Indoor Air Pollution Control Using a Soil Biofilter

Inhaltsverzeichnis (Table of Contents)

• INTRODUCTION
• MATERIALS AND METHOD
• Soil as bed material
• Biofilter
• Suction Cell
• Experimental Method/Operation
• Analytical Method
• Biofilm Preparation in the Membrane Reactor
• Scanning Electron Micrograph (SEM)
• Water Content of the Soil in the Biofilter
• Performance Indicators
• RESULTS AND DISCUSSION
• Toluene Removal in Reactor 1 and Reactor 2
• Carbon Dioxide Production in Reactor 2
• Toluene Removal in Reactor 3
• The Biofilm in the Membrane Reactor

Zielsetzung und Themenschwerpunkte (Objectives and Key Themes)

This study investigates the degradation of toluene in a soil biofilter with water content control, focusing on the elimination capacity and CO2 production as indicators of biofiltration performance at low concentrations representative of indoor pollution treatment. The research also examines the impact of low pollutant concentrations on biofilm structure in a membrane reactor.

• Effectiveness of soil biofilters for indoor air pollution control.
• Impact of low toluene concentrations on biofiltration performance.
• Role of biofilm structure in toluene degradation.
• Measurement of CO2 production as an indicator of biofiltration efficiency.
• Comparison of performance between soil biofilters and membrane reactors.

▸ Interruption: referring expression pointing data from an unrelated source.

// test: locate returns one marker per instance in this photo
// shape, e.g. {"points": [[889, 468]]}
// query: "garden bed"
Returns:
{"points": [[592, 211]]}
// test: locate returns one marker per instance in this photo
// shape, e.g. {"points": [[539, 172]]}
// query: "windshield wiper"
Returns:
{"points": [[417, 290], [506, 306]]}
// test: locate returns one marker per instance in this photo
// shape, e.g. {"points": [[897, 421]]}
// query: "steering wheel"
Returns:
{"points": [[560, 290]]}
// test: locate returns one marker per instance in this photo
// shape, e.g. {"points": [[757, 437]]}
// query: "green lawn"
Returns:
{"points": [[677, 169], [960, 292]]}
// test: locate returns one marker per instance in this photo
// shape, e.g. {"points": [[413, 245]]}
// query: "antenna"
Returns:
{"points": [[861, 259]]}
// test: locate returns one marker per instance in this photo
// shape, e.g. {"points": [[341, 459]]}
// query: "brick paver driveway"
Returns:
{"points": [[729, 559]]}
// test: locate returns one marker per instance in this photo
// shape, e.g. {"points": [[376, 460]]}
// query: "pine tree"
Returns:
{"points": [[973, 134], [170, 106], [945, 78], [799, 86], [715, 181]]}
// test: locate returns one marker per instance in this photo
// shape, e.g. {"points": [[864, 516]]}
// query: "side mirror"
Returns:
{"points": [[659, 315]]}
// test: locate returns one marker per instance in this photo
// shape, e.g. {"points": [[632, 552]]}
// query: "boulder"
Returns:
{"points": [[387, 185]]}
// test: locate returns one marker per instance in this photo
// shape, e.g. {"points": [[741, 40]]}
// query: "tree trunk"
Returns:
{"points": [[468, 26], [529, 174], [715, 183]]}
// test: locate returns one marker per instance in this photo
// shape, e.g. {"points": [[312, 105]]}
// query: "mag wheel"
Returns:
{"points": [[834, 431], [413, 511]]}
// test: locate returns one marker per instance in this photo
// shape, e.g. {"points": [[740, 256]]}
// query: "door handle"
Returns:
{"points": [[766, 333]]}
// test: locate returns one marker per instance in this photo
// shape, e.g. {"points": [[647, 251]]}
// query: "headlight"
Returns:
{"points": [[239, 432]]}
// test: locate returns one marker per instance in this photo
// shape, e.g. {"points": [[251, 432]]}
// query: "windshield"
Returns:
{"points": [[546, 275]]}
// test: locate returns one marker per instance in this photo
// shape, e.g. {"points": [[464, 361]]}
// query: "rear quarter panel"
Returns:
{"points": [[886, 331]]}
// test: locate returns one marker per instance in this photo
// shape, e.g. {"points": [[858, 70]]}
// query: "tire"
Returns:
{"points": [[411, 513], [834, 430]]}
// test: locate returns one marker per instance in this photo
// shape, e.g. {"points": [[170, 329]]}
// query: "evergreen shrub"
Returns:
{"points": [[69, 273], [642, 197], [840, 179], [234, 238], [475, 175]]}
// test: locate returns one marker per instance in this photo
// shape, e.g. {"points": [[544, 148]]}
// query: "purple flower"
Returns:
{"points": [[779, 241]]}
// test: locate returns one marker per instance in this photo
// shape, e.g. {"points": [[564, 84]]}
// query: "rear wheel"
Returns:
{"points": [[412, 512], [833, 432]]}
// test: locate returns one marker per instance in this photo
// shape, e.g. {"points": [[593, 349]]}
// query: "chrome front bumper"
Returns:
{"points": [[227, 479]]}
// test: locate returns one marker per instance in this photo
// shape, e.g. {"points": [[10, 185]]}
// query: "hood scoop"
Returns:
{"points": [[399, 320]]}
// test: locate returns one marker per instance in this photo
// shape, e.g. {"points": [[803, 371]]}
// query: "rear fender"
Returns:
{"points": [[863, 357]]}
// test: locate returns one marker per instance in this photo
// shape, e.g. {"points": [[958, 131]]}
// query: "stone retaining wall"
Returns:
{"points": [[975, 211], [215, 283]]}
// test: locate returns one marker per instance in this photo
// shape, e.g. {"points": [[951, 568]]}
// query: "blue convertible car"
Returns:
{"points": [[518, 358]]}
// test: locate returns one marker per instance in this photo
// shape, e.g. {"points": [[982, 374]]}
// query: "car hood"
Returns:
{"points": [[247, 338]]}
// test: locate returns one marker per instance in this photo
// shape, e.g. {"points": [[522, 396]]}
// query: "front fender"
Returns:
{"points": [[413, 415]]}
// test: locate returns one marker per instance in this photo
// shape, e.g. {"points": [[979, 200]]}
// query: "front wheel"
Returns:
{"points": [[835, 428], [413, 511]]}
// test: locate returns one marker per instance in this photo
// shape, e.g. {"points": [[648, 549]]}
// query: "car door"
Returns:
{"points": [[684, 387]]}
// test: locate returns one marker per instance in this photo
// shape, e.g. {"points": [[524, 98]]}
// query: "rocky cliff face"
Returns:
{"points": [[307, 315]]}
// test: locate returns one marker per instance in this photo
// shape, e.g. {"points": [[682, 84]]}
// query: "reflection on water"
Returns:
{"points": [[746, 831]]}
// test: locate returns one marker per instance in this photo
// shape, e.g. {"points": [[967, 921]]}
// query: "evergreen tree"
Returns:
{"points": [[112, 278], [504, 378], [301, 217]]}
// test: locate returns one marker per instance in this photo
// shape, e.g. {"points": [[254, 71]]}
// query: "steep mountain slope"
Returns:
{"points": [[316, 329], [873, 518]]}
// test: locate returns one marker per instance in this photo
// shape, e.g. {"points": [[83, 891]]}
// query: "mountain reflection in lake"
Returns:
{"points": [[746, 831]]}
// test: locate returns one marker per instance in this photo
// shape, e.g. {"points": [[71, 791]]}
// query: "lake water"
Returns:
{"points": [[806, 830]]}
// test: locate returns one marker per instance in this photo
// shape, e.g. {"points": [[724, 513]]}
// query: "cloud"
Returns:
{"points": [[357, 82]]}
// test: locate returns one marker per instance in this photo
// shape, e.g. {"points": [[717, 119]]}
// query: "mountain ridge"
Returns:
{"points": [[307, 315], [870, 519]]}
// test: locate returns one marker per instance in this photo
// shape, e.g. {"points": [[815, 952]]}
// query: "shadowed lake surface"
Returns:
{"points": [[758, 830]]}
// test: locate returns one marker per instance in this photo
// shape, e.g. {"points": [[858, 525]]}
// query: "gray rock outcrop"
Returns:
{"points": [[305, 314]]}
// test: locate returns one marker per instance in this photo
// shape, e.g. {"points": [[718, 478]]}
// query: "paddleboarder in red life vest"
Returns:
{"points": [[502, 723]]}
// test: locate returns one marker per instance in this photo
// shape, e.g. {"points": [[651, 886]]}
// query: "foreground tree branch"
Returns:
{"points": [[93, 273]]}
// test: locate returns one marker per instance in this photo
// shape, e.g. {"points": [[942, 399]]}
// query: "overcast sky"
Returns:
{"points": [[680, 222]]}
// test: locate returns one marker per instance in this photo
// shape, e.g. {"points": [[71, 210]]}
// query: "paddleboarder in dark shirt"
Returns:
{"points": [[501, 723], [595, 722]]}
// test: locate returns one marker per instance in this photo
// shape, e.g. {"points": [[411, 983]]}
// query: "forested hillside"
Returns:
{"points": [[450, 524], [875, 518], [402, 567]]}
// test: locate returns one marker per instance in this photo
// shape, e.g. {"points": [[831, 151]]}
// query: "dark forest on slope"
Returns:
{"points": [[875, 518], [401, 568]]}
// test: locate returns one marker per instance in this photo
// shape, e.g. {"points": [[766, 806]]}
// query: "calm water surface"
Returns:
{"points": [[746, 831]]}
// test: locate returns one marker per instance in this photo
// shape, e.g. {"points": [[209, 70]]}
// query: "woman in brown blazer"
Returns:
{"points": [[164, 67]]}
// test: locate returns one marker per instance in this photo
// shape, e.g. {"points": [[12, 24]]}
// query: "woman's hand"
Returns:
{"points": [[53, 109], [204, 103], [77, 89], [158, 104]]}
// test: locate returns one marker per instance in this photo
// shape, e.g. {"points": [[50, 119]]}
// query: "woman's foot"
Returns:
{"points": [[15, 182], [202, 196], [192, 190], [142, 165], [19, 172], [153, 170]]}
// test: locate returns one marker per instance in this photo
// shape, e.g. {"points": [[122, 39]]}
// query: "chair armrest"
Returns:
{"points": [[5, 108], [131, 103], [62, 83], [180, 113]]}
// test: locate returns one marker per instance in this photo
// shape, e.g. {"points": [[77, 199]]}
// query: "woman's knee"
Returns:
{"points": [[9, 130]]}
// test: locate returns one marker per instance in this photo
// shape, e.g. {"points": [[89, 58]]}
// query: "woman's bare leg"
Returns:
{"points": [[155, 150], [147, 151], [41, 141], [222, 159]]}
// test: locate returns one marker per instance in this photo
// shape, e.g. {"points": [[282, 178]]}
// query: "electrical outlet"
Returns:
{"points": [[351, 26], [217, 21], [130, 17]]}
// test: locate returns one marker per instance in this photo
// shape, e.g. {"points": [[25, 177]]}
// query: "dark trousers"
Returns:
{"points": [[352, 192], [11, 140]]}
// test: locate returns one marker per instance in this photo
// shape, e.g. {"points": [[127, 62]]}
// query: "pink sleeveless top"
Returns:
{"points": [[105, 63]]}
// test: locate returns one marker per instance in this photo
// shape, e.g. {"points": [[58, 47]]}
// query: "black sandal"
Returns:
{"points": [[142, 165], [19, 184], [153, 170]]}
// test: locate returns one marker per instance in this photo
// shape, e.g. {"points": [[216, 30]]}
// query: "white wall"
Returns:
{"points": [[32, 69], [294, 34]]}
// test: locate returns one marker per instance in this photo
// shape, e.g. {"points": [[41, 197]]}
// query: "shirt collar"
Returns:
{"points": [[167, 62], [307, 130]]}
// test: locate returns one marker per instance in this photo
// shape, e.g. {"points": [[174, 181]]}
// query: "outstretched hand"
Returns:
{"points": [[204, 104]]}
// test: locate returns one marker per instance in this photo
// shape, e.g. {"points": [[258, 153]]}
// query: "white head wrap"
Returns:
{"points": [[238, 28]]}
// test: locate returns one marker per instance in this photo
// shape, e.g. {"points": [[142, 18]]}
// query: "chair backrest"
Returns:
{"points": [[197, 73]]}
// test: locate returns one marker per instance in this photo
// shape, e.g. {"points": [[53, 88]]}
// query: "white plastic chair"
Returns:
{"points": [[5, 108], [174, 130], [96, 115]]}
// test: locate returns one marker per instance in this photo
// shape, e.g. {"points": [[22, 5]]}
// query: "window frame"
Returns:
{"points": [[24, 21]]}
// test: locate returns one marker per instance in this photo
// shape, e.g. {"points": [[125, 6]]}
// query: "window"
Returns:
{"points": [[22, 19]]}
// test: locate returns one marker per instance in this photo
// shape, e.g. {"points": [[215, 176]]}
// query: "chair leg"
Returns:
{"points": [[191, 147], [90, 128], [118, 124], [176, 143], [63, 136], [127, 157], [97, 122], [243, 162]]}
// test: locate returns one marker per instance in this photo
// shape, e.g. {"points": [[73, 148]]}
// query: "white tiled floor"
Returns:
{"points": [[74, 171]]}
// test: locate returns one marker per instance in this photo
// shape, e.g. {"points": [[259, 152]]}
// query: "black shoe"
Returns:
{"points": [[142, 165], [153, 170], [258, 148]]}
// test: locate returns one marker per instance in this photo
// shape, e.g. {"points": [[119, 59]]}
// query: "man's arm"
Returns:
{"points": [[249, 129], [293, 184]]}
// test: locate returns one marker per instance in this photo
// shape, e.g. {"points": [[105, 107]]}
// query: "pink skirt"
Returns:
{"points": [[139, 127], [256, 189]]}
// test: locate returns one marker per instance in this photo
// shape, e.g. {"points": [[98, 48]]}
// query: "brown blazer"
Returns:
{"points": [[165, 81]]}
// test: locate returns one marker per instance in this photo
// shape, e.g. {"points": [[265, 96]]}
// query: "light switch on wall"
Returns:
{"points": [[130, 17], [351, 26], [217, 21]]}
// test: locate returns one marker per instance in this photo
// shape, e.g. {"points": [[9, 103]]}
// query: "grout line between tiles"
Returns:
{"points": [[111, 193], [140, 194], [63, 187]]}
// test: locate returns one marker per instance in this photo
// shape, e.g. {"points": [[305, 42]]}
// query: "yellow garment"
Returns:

Zusammenfassung der Kapitel (Chapter Summaries)

• INTRODUCTION: This chapter introduces the problem of indoor air pollution caused by volatile organic compounds (VOCs) like toluene. It highlights the need for effective and sustainable solutions, particularly for energy-efficient buildings. Biofiltration is presented as a promising alternative to conventional treatment methods, emphasizing its advantages in terms of environmental friendliness and cost-effectiveness. Challenges related to biofiltration are discussed, including water content control, clogging due to biomass accumulation, and the difficulty in sustaining microbial populations at low pollutant concentrations.
• MATERIALS AND METHOD: This chapter details the experimental setup and procedures. It describes the soil used as bed material, the biofilter reactors with water content control, the suction cell mechanism, and the analytical methods employed for measuring toluene concentrations, water content, and CO2 production. The biofilm preparation method used in the membrane reactor is also explained, along with the scanning electron microscopy (SEM) techniques used to analyze biofilm structure.
• RESULTS AND DISCUSSION: This section presents the experimental findings and their interpretation. The removal efficiency of toluene in the two differential reactors (Reactor 1 and Reactor 2) is discussed, with focus on the elimination capacity (EC) as a function of toluene concentration. The relationship between CO2 production and EC in Reactor 2 is analyzed, highlighting the correlation between these parameters and their implications for assessing biofiltration performance. The performance of the membrane reactor (Reactor 3) is evaluated based on surface elimination capacity (SEC), showing the influence of toluene loading rate on the degradation process. Finally, the structure of the biofilm in the membrane reactor is examined using SEM images, demonstrating the presence of pores and microcolonies within the biofilm.

Schlüsselwörter (Keywords)

Indoor air pollution, toluene, biofiltration, soil biofilter, membrane reactor, biofilm, elimination capacity, carbon dioxide production, surface elimination capacity, microbial degradation, low concentration, environmental technology.